Now prepare your cabbages for processing. If you’ve never done it before, you may be wondering how to cut up a cabbage. Here is my preferred method. Begin by cutting a cabbage into quarters vertically:
Now pick up one quarter and stand it on end:
Take a large knife in your other hand and slice out the core:
And this is what you’ll end up with:
Cut the cabbage into thinner wedges or chunks (whichever fits into your food processor). Change the food processor’s attachment to one that produces thin slices and feed the cabbage through it. This is what you end up with:
(A second bowl full of green cabbage is not shown.)
8. Finely chop your remaining vegetables and flavorings.

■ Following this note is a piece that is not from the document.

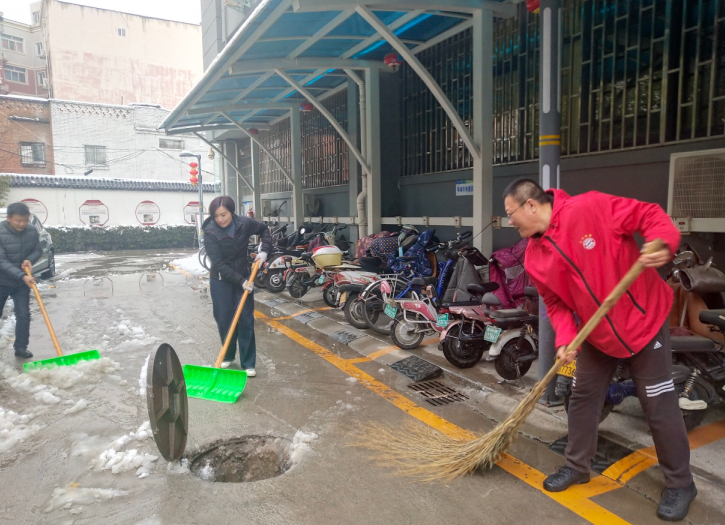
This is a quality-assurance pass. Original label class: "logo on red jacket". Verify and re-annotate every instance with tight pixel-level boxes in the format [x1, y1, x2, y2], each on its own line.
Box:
[579, 233, 597, 250]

Fit your processor with the rotating blade and mince any onions, garlic, ginger, jalapenos, or herbs you’re using. For this batch, I just used onions and garlic. Since you often have to use a lot of garlic for these recipes (1 to 2 heads), it helps to know an easy-peel method. I learned this technique on a cooking show several years ago.
After separating the cloves, set a single clove on a hard, level surface:
Take a chef’s knife and lay the flat side of the blade on top of the clove (you’ll want to completely cover it with the knife when you do this yourself):
Take the heel of your free hand and press down firmly on the knife directly over the clove until you hear or feel a pop or a crunch:
That sound indicates that the skin has split and, most likely, has been pushed away from the flesh. This makes it infinitely easier to remove. Once you practice a bit, this process goes very quickly. Dump all the cloves into the food processor at one time and pulse to mince them.
9. Mix up the vegetables.
This can be tricky, since I’ve never seen a single bowl large enough to accommodate everything at once. I have tried several methods before, but what I did for this batch worked the best. First, I cooled down the giant pot I had used earlier by filling it partway with ice and water. Once chilled, I dumped out the ice water and added the vegetables in layers. Then I thoroughly mixed them with my hands. Finally, because I wanted to season my vegetables two different ways, I took out half of the mixture and placed it in another bowl.